Griffin Canning's solid rehab start leaves Angels with tough choice

Mar 12, 2023; Phoenix, Arizona, USA; Los Angeles Angels starting pitcher Griffin Canning (47)
Mar 12, 2023; Phoenix, Arizona, USA; Los Angeles Angels starting pitcher Griffin Canning (47) / Joe Camporeale-USA TODAY Sports

The Los Angeles Angels broke camp without naming their sixth starter. Heading into Spring Training, the Halos had four pitchers competing for that spot. Out of Chase Silseth, Jaime Barria, Tucker Davidson, and Griffin Canning, only Silseth has officially bowed out of that race as he's in the minors to begin the season.

Barria and Davidson made the Opening Day roster, but both have worked out of the bullpen to begin the season. Griffin Canning did not make the Opening Day roster, he was placed on the IL with a groin injury.

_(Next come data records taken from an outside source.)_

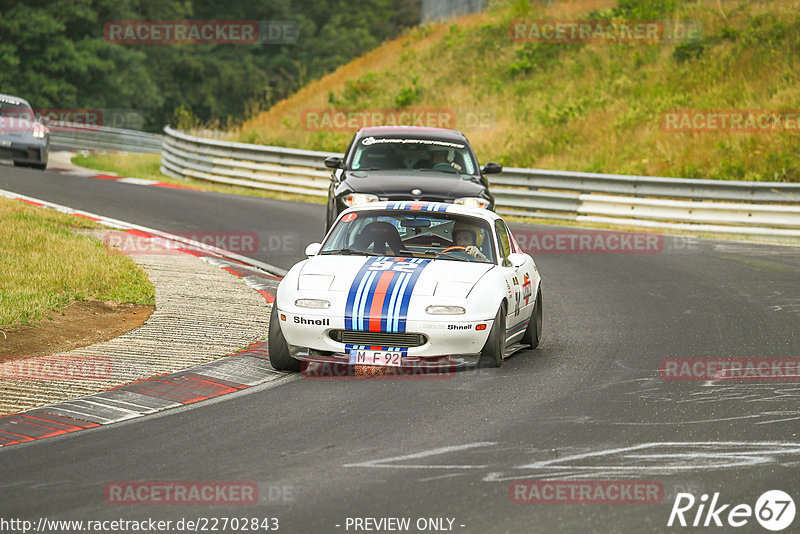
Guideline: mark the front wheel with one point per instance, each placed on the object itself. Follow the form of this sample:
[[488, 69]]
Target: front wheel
[[533, 334], [278, 349], [495, 348]]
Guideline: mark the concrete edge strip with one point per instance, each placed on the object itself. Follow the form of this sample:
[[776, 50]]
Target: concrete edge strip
[[241, 370]]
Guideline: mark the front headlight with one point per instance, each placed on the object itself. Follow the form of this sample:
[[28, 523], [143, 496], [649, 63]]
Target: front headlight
[[312, 303], [474, 202], [445, 310], [354, 199]]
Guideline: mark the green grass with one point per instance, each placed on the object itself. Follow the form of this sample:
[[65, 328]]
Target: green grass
[[45, 266], [593, 106], [147, 166]]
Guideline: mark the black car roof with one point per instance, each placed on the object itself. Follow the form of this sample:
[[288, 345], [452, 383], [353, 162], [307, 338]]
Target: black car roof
[[412, 131]]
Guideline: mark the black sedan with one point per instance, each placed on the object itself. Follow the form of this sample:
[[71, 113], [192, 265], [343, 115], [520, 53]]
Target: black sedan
[[23, 137], [407, 163]]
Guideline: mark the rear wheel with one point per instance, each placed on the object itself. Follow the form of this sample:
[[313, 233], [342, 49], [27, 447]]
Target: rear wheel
[[495, 348], [533, 334], [278, 349]]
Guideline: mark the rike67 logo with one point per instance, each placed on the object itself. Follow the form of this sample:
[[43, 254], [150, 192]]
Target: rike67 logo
[[774, 510]]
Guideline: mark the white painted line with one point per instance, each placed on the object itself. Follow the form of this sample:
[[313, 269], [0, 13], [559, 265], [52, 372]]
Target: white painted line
[[426, 454]]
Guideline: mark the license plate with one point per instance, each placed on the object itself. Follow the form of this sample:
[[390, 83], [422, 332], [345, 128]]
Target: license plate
[[375, 357]]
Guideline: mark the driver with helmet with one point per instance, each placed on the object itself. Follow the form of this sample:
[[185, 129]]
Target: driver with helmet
[[467, 235]]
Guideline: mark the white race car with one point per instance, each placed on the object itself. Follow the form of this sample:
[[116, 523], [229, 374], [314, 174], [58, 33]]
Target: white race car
[[408, 284]]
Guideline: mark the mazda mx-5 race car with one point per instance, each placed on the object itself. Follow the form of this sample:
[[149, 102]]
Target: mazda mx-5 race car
[[408, 284]]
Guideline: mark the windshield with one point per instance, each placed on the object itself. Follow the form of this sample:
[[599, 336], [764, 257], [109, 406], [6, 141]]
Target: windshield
[[412, 234], [420, 154]]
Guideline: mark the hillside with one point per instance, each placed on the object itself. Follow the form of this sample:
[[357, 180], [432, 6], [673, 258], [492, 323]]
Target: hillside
[[596, 106]]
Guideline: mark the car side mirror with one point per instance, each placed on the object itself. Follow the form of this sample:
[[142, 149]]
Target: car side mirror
[[313, 249], [517, 260], [492, 168], [333, 162]]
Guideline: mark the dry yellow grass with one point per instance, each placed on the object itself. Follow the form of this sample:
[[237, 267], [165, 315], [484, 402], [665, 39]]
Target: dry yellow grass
[[587, 106]]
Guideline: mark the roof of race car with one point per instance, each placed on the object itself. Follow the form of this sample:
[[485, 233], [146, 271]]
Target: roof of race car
[[413, 205], [411, 130]]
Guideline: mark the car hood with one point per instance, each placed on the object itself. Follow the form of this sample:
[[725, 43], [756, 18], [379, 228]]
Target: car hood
[[444, 278], [400, 183]]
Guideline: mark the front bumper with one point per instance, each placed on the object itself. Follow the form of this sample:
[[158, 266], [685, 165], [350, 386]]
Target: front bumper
[[450, 343]]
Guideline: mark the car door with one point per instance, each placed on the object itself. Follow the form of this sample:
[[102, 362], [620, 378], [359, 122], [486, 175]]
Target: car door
[[519, 281]]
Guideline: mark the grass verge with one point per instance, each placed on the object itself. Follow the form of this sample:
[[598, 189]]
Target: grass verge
[[46, 266], [579, 106], [147, 166]]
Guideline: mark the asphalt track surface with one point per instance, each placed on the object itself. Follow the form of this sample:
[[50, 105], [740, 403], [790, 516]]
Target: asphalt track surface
[[589, 404]]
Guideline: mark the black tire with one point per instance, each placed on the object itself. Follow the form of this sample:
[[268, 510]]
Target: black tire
[[533, 334], [278, 349], [495, 347]]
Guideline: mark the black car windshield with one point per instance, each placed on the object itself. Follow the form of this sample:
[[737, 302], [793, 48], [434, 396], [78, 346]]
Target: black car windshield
[[401, 233], [413, 153]]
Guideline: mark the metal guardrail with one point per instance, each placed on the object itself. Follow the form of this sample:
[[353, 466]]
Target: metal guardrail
[[76, 136], [758, 208]]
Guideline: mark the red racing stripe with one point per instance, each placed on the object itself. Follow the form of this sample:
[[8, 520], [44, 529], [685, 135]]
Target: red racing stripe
[[377, 301]]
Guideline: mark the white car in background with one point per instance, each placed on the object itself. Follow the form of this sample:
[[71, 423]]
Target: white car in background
[[408, 284]]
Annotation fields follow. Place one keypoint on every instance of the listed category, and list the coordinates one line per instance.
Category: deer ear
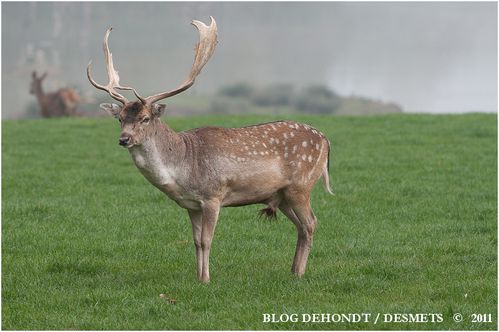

Canning is fine, and just made his first rehab start. That went very well, and the Angels now have a tough choice to make when it comes to the sixth starter spot.

Should the LA Angels sacrifice depth for a marginal upgrade?

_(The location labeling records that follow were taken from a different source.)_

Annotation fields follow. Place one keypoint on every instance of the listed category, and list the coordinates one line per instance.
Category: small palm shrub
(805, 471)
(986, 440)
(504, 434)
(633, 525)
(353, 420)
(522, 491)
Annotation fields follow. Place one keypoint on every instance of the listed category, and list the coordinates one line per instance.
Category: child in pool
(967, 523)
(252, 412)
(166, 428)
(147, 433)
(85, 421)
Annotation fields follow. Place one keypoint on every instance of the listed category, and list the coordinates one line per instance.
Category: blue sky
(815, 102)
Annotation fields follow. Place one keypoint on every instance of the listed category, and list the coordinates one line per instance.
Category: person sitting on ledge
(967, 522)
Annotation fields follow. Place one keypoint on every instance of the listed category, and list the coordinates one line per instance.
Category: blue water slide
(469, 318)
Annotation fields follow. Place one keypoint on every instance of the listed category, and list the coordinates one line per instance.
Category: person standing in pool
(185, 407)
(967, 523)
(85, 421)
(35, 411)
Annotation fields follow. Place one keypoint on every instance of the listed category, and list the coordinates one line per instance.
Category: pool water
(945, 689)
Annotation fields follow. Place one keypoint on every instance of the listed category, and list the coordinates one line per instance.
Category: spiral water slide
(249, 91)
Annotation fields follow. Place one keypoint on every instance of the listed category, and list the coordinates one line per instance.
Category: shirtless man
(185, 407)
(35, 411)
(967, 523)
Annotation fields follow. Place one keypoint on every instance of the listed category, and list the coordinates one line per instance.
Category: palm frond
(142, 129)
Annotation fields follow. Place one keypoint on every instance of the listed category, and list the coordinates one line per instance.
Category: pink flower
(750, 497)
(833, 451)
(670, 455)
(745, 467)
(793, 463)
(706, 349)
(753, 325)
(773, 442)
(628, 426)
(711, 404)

Griffin Canning pitched well for Single-A Inland Empire, going five innings and allowing two runs (one earned) on six hits, walking two and striking out 10. Results are fun, but they're not what I care about in a rehab start in Single-A. What I do care about is the fact that he threw 90 pitches, showing that he's completely stretched out and ready to go.

What the Angels do with Canning remains to be seen. He was better than Barria and Davidson this spring but hasn't been anything special in his MLB career. When last seen on an MLB mound in 2021, Canning was being sent down to the minors after posting a 5.60 ERA in 14 appearances.

The Angels will need a sixth starter on April 12. Canning made his start on the date that would have him lined up to pitch the 12th on full rest. This could mean the Angels promote him for that start, but that would come with a consequence.

Canning is the only one of the three with options. The Angels can have him pitch in AAA and be ready for whenever they'd need him.

Unless the Angels opt to demote someone like Andrew Wantz which I wouldn't recommend, the Halos would have to DFA someone to roster Canning. That means losing a depth arm which could potentially come in handy.

While Canning is probably a bit better than both Barria and Davidson, is it worth losing an arm just for that small upgrade? We don't even truly know what Canning is right now at the big league level. Spring Training performance is great, but not the same as regular season performance.